Written by University of Victoria professor emeritus Wendy Wickwire, At the Bridge not only describes James Teit’s extraordinary life and achievements, but it also explains how his employers took him advantage of him and why the academic community discounted his vast contributions.
Teit immigrated to Canada from the Shetland Islands in 1884 at the age of 19 to work for his uncle at his store in Spences Bridge. He was part of a mass exodus of the islands, once ruled by Denmark,that was due to deteriorating economic conditions caused in part by the collapse of the fishery and an unfair political and economic system controlled by the wealthy few. Before he left, James was influenced by the Islands’ “free-thinkers” who challenged the establishment, explored their Scandinavian roots and pursued socialist ideals.
When the CPR pulled its construction camp out of Spences Bridge after the railway was completed in 1886, his uncle’s store had to close and Teit was forced to find other work. The backcountry skills he developed in the Shetland Islands helped him as he turned to hunting and trapping as a source of income. Within a few years, Teit became a foremost hunting guide and one of his loyal wealthy clients became a benefactor for some of his anthropological studies.

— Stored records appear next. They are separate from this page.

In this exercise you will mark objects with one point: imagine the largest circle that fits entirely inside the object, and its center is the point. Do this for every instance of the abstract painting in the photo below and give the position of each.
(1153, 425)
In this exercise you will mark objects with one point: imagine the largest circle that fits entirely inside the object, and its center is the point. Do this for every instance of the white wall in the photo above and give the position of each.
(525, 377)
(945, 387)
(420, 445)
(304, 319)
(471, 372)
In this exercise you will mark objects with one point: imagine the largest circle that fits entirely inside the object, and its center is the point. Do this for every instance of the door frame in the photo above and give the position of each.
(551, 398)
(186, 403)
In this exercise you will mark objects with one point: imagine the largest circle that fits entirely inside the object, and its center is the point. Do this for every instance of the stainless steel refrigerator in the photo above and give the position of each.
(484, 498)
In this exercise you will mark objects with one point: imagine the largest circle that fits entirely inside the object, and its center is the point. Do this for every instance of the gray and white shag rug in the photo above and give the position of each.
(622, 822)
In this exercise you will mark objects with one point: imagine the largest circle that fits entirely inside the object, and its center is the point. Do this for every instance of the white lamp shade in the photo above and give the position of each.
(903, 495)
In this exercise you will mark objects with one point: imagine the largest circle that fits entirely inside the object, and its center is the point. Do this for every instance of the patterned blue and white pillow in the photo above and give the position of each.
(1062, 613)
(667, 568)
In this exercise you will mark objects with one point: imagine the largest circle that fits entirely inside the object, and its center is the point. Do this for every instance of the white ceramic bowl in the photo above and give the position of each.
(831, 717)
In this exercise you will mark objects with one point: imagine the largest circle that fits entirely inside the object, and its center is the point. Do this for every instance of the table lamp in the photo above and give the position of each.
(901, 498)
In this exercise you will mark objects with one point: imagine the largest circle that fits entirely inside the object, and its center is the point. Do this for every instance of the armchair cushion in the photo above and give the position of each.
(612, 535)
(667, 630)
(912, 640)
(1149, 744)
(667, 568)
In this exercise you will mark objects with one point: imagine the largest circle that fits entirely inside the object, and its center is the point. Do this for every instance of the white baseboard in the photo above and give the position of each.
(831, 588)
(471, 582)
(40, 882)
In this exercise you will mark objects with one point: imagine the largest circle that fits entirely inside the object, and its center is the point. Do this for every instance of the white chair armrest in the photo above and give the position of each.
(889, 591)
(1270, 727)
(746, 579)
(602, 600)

As Wickwire explains, Teit’s connections to Shetland’s Indigenous peoples helped him develop a deep respect for his adopted homeland’s Indigenous peoples that resulted in intense collaboration with them over his lifetime. Although most settlers scorned such unions, Teit’s marriage to Lucy Antko in 1892 further deepened his closeness to the local Nlaka’pamux people and likely helped him become fluent in their language.
When the young anthropologist Franz Boas stopped in Spences Bridge in 1894 as part of his ongoing studies of the province’s Indigenous peoples, he met Teit who then helped take cranial measurements. He soon realized that Teit, who had already begun studying Nlaka’pamux culture and history, was the ideal candidate to research and write a complete ethnographic report of the Nlaka’pamux.
Over the following 28 years until his death in 1922, Teit completed 11 monographs, collected hundreds of artifacts, made many wax-cylinder recordings of songs and stories, and produced thousands of pages of unpublished notes and drawings. Only a few of Teit’s ethnographies were published under his name, as much of his work was under-credited and in fact, plagiarized.
Although Boas was both his mentor and major employer, Teit’s research technique and style described as “participant-based” was in sharp contrast to Boas, who remained an aloof observer. While Boas worked to document what he considered to be a dying primitive culture, Teit studied those who he lived with and befriended. Wickwire describes Teit’s work as “an anthropology of belonging,” which is also the sub-title for her book.
As a result of his closeness to the people he studied and his own socialist background, Teit became intricately involved in the Indian Rights movement by actively campaigning for provincial and national organizations, often at his own expense. One of his most significant efforts was assisting the Interior Chiefs prepare the Memorial presented to Prime Minister Laurier in 1910 about the need for justice and fairness so that “wrongs may at last be righted.”
Given that much of what is known today about the history of the Secwepemc stems from The Shuswap, Teit’s seminal monograph, At the Bridge should be of interest to all those who want to learn more about this early ethnographer and B.C.’s Indigenous people. Thanks to Wickwire’s book, more people will become aware of Teit’s many significant achievements, and hopefully his reputation will gain the recognition it deserves.